The film explores surveillance mania and the free, transparent and regulated citizen as Boote sets off around the globe to explore the "brave new" world of total control.
Speaking about his involvement, Dr Wright said: "The problem with global surveillance is that there are hardly any places where we have the right to be alone and unobserved. Bulk surveillance is carried out by highly secretive organisations which have military agendas, including future ‘micro-targeting’ of specific individuals. There is precious little accountability when things go wrong and their activities move beyond the limits of the law.”
Dr Wright is a Reader in the School of Applied Global Ethics, and for over three decades he has researched the proliferation of the technologies of political control and human rights violation. Much of this has involved field research and innovative ways of encouraging corporate responsibility. He has contributed to the new research field of transfers of small arms and light weapons, whilst specialising in new policing systems, such as sub-lethal weapons systems, torture technologies and surveillance.
Writer and Director, Werner Boote added: “Everything under control is an exciting and entertaining journey that shows how transparent we have become as individuals in the digital world, and how our personal data is part of a commercial and political model.
“After the success of my two films, Plastic Planet and Population Boom, I was confronted with the growing interest in my identity. While conducting research, and then later during the shooting of this film, my dealings with my own data has changed.

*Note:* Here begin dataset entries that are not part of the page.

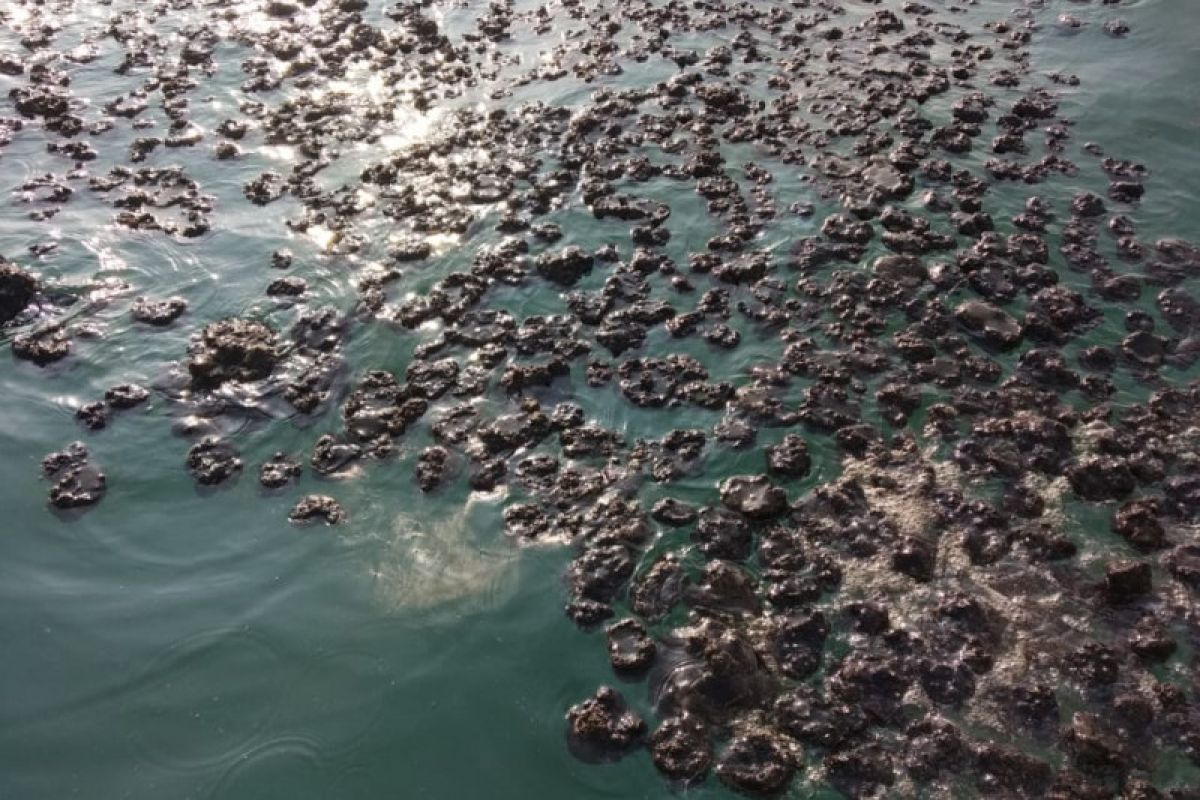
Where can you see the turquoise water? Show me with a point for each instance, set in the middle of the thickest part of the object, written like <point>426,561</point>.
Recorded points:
<point>183,643</point>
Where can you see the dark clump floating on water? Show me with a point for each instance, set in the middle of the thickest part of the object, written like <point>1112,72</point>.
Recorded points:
<point>922,617</point>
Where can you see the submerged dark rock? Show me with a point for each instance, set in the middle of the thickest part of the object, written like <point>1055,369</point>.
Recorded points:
<point>77,482</point>
<point>232,350</point>
<point>317,507</point>
<point>603,727</point>
<point>213,461</point>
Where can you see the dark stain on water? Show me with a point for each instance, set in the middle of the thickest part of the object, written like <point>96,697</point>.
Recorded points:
<point>832,365</point>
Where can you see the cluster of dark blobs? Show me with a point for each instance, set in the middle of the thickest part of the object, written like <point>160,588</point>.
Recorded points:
<point>924,621</point>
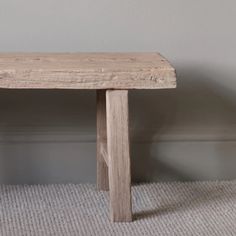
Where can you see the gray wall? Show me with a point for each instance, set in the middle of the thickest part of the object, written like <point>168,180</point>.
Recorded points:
<point>183,134</point>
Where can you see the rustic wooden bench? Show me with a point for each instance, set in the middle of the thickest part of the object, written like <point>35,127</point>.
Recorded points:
<point>112,75</point>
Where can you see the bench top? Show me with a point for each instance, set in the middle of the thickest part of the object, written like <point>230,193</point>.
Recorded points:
<point>85,71</point>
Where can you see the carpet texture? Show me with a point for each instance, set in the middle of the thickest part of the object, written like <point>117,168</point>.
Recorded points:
<point>199,208</point>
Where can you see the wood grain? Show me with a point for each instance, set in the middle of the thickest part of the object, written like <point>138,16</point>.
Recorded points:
<point>102,168</point>
<point>119,155</point>
<point>86,71</point>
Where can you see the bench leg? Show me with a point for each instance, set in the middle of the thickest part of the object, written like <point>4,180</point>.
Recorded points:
<point>118,155</point>
<point>102,169</point>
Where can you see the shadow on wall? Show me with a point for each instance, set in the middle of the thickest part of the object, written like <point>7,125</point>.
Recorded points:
<point>48,137</point>
<point>184,134</point>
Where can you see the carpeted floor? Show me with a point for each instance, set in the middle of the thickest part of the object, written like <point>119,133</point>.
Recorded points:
<point>200,208</point>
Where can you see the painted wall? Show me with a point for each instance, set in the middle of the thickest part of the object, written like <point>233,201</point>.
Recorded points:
<point>183,134</point>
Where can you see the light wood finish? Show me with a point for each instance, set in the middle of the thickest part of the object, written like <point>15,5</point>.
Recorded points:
<point>102,168</point>
<point>119,155</point>
<point>86,71</point>
<point>111,74</point>
<point>104,152</point>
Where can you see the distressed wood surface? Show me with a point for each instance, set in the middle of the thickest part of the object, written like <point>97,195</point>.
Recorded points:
<point>102,168</point>
<point>86,71</point>
<point>119,155</point>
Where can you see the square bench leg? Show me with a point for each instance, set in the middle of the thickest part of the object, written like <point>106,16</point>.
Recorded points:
<point>102,169</point>
<point>118,155</point>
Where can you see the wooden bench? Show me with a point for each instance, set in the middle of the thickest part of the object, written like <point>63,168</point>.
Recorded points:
<point>112,75</point>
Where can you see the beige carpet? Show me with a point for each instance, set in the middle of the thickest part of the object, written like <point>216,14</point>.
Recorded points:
<point>200,208</point>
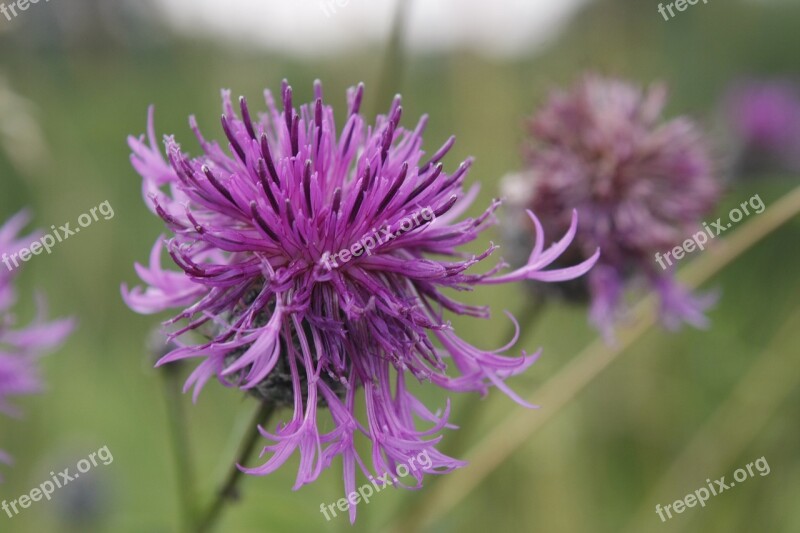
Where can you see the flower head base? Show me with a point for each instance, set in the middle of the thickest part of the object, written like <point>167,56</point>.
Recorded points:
<point>20,348</point>
<point>639,184</point>
<point>255,230</point>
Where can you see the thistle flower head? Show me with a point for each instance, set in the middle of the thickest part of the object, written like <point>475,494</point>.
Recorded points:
<point>21,347</point>
<point>765,119</point>
<point>639,183</point>
<point>316,259</point>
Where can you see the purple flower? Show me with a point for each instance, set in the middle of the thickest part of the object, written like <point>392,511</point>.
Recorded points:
<point>765,119</point>
<point>640,185</point>
<point>21,347</point>
<point>258,232</point>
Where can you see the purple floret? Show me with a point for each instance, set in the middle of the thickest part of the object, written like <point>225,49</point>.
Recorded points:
<point>256,231</point>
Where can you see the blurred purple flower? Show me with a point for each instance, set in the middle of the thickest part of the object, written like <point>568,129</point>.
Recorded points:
<point>253,233</point>
<point>640,185</point>
<point>765,120</point>
<point>21,347</point>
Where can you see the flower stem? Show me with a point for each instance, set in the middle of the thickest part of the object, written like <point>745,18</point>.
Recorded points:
<point>470,408</point>
<point>179,437</point>
<point>509,434</point>
<point>228,492</point>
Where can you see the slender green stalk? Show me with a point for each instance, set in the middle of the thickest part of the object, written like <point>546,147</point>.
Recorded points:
<point>511,433</point>
<point>727,433</point>
<point>228,491</point>
<point>179,440</point>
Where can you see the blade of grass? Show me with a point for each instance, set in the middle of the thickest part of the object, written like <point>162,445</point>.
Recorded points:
<point>516,429</point>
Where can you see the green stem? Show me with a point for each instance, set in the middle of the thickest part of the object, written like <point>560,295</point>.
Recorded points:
<point>508,435</point>
<point>228,492</point>
<point>179,439</point>
<point>470,408</point>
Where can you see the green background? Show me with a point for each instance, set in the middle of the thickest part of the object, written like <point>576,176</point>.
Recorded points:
<point>591,469</point>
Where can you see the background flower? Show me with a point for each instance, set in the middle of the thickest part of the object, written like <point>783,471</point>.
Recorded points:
<point>764,121</point>
<point>640,184</point>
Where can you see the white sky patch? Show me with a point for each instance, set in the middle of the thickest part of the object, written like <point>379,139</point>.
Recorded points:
<point>302,27</point>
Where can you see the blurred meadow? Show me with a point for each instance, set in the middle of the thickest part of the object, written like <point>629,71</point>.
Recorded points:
<point>671,411</point>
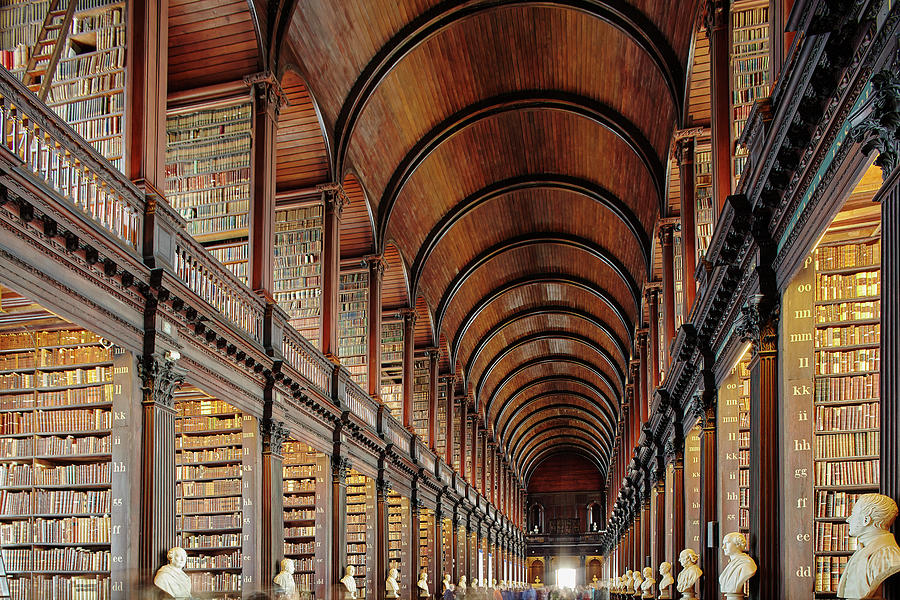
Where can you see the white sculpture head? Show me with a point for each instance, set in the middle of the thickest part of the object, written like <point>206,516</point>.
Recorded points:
<point>177,557</point>
<point>872,512</point>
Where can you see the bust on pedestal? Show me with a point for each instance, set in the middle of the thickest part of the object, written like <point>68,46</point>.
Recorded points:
<point>665,584</point>
<point>647,586</point>
<point>740,566</point>
<point>171,578</point>
<point>691,573</point>
<point>391,586</point>
<point>878,556</point>
<point>285,587</point>
<point>349,583</point>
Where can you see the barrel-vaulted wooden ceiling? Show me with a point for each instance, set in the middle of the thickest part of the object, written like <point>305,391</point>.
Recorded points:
<point>510,160</point>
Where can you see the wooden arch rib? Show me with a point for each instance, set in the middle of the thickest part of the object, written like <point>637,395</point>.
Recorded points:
<point>591,110</point>
<point>609,408</point>
<point>627,19</point>
<point>559,279</point>
<point>547,453</point>
<point>558,239</point>
<point>552,358</point>
<point>518,416</point>
<point>516,435</point>
<point>588,318</point>
<point>538,443</point>
<point>604,446</point>
<point>555,181</point>
<point>551,335</point>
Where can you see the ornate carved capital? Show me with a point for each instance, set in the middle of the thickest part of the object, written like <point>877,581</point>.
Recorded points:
<point>273,434</point>
<point>160,377</point>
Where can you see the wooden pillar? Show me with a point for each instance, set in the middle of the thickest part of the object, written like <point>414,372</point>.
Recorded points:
<point>334,200</point>
<point>409,344</point>
<point>765,410</point>
<point>376,283</point>
<point>433,356</point>
<point>268,99</point>
<point>160,377</point>
<point>889,197</point>
<point>666,240</point>
<point>684,154</point>
<point>716,23</point>
<point>273,434</point>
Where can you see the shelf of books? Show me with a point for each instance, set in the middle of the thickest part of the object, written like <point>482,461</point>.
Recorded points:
<point>353,323</point>
<point>87,89</point>
<point>421,397</point>
<point>749,69</point>
<point>304,482</point>
<point>211,466</point>
<point>392,365</point>
<point>60,473</point>
<point>298,267</point>
<point>847,420</point>
<point>208,177</point>
<point>704,215</point>
<point>361,529</point>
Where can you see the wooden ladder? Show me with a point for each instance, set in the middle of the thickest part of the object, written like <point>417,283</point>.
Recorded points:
<point>39,53</point>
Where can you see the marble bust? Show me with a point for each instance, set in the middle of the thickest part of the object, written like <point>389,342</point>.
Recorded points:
<point>171,578</point>
<point>285,587</point>
<point>636,580</point>
<point>391,587</point>
<point>424,592</point>
<point>665,584</point>
<point>649,581</point>
<point>690,573</point>
<point>349,583</point>
<point>877,556</point>
<point>740,566</point>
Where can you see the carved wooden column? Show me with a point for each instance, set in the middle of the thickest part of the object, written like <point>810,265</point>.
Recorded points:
<point>160,377</point>
<point>334,199</point>
<point>666,240</point>
<point>409,347</point>
<point>759,325</point>
<point>376,283</point>
<point>433,356</point>
<point>273,435</point>
<point>268,99</point>
<point>684,154</point>
<point>716,23</point>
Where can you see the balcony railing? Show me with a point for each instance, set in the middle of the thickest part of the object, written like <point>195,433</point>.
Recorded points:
<point>54,153</point>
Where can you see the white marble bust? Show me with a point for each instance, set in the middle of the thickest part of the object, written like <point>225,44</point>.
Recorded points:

I have no credit card, I buy neither from Amazon or anywhere else online and I block the access right to all my phone contacts for apps and so on, because I have now realised that my data will continue to be used and sold.
“The digital world has an incredible number of positive sides; we write emails, we comment, upload photos to social networks or make calls etc. with video - all much faster, easier and better than before. Using Instagram and Snapchat I can always communicate with my kids and share pictures.
“At the same time, worldwide, there are no guarantees with the incredible amount of data that is being collected. To have access to data means great power. Both the political and the economic interest in data is large. It will not be long before it will enter markets for data transactions.”